The old Desert Fox doesn’t feel a too good person to start a war with his own people over who is in charge in the country. Was the early momentum in favor of the insurgents, now it is hard to tell who is going to win.
Gadhaffi was ruthless enough to use bomber planes, tanks and artillery against the insurgents. Now, a few weeks later, he is fighting a kind of scorched-earth strategy with bombings of civil targets and soldiers of fortune who are fighting his dirty war, attracted by the massive pay checks that Gadhaffi can afford.
As a consequence the Libyan revolution is turning into a civil war of the nasty kind:
- With massive bloodshed under the citizens,
- Parties that are fighting for every building and don’t take any prisoners,
- Enormous flows of fugitives struggling to reach the shores and the borders and
- Foreign soldiers (Dutch and English) kept hostage and shown on national TV, as a kind of war trophy.
It is uncertain how this operation “Desert Mess” ends. If Gadhaffi wins, the whole uprising in the Middle-East:
- might fizzle out like a damp squib or
- might make the insurgents in other countries more ruthless and determined to win their own fight.
However, if Gadhaffi loses his (final) war, he might find himself and his whole family back standing at gunpoint of a firing squad, for a departure in Nicolae Ceaucescu style. There will be no mercy then under his victors.

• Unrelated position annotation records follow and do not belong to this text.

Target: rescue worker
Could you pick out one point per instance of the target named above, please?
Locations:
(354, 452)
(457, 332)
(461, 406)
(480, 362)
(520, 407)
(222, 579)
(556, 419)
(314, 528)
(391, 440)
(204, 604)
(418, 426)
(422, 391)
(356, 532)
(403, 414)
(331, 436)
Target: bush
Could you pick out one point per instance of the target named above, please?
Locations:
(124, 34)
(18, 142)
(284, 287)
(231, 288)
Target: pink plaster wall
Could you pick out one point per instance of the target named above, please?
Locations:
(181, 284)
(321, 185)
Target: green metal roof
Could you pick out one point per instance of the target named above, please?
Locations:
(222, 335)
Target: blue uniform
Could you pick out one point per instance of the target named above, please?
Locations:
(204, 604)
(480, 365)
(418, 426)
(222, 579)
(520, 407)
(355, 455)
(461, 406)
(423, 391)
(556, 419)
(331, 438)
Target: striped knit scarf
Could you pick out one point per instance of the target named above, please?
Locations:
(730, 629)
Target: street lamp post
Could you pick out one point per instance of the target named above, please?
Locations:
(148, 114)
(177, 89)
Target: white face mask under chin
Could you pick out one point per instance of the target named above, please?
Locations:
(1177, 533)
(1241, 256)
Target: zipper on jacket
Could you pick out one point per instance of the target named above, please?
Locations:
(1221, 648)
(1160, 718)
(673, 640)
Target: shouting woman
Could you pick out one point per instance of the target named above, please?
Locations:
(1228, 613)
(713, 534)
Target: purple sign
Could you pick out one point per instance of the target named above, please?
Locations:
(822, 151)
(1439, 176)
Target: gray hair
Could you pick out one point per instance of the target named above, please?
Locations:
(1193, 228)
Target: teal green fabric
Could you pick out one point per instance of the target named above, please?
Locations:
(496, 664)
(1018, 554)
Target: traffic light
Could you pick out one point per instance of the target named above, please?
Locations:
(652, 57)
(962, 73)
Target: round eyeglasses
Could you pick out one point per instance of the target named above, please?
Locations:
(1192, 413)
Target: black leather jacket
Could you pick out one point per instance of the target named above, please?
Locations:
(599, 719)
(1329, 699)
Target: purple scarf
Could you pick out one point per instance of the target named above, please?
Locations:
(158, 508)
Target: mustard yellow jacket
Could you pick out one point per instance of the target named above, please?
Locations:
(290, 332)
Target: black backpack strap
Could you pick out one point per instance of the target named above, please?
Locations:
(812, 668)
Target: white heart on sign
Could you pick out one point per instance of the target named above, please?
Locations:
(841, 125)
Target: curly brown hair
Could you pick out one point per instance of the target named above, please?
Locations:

At this moment the rulers in all Arabian countries and even countries as far as China and Russia are grinding their teeth and wringing their hands about the ending of this Libyan war. Even today the number of uprisings in the Arabian countries is increasing and I think that the insurgents will be as determined as they can be, now they know that the price of their uprising can be plain civil war, with lots of people getting wounded and killed.
Saudi-Arabia is trying to turn the tide, by handing out some social ‘breadcrumbs’ to the people and preventing demonstrations from being organized, but it will probably be in vain.
The same goes for China that is now desperately trying to stop the massive inflation that has hit the country and the social unrest that this inflation causes. The Chinese leaders are remembering their Tiananmen Square Massacre all too well and don’t want an encore, now they try to convince the western world of their good intensions.
But all leaders in the Arabic world, Africa, Russia and China have one thing in common: they lost the contact with and understanding for their people a long time ago, as they were all living in their ivory towers, surrounded by their paladins saying how great and powerful they are.
To give you an example: as my wife is Russian, I saw the Russian news many times. I saw dozens of interviews of leaders of neighboring countries, cities and regions with Vladimir Putin and Dmitriy Medvedev. However, I never saw these leaders listening interestedly to their conversation partners. There were either speaking to their partners in a way that tolerated no objections or they were listening with a dutiful and uninterested face.
One thing is sure: when the Arabian world comes to rest again, it will have been at the cost of many, many lives. In the meantime the process will be carefully watched by the Russian and Chinese leaders.